Premature birth is a serious public health problem because it increases the risk of death and serious disability for children who are born prematurely. Children born prematurely may suffer from numerous health complications including breathing problems, feeding difficulties, cerebral palsy, developmental delay, vision problems, and hearing impairment. Preterm birth is the greatest contributor to infant death and the leading cause of long-term neurological disabilities in children. In 2010, preterm-related deaths accounted for 35% of all infant deaths and in 2005 preterm births cost the U.S. healthcare system 26 billion dollars.

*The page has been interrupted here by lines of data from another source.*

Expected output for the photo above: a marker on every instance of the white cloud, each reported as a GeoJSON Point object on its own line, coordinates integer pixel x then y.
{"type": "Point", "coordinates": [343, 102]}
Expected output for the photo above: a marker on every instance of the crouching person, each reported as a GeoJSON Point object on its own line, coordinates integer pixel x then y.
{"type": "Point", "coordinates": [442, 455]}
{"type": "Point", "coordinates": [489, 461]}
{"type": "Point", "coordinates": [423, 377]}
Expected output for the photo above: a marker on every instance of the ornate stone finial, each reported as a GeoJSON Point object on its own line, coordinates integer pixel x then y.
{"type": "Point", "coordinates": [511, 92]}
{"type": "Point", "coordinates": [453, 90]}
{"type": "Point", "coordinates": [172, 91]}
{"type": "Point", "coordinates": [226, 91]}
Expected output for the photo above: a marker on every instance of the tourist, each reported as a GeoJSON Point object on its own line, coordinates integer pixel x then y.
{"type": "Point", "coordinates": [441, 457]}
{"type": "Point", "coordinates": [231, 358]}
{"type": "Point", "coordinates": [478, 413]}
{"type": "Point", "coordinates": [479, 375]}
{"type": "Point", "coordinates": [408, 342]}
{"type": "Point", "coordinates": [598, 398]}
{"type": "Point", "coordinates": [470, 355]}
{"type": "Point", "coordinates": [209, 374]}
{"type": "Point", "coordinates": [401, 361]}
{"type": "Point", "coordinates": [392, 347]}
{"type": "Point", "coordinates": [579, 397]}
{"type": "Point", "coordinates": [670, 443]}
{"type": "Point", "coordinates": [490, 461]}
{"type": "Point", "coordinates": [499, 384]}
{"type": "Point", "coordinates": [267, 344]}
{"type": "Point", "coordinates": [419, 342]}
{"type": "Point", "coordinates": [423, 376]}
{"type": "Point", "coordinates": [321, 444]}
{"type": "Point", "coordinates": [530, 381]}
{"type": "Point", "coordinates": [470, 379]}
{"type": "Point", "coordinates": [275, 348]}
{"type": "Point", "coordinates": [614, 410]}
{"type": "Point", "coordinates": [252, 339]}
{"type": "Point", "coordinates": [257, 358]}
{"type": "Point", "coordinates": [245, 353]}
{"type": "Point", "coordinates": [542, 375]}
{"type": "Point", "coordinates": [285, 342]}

The practice of fracking is a controversial topic for many reasons including other public health dangers fracking might be related to and the potential long-term environmental impact it might have. Preliminary studies conducted on births in Pennsylvania report an increased risk for low birth weight, which can be a sign of developmental problems. A Yale University study found that people living near natural gas wells are more than twice as likely to have respiratory illnesses and skin problems. There is also preliminary research suggesting that fracking is related to water pollution.

Additionally, fracking is a public health concern because its use and prevalence has rapidly expanded in the United States when much is still unknown about the dangers and long-term effects. The process of fracking dates back as early as the 1940s, while large scale use did not occur until 2003. It was around 2003 that “energy companies began actively expanding natural gas exploration with an emphasis in shale formations in Texas, Pennsylvania, West Virginia, Wyoming, Utah and Maryland.” Specifically, the expansion was supported by an EPA study released in 2004 announcing that fracturing posed no risk to the underground water supply. Shortly afterwards in 2005, fracking was exempted from the Safe Water Drinking Act in the Energy Policy Act of 2005 by the Bush administration. Fracking began in just a couple of states, but the practice has rapidly expanded and is now used in over fifteen states.

Although this study is not definitive, it shows that there are some public health risks associated with fracking and that more studies are needed. It is also a sign that the fracking industry should proceed with caution. Because fracking has relatively recently gained widespread usage, much is still unknown about the environmental consequences and the public health dangers fracking might cause.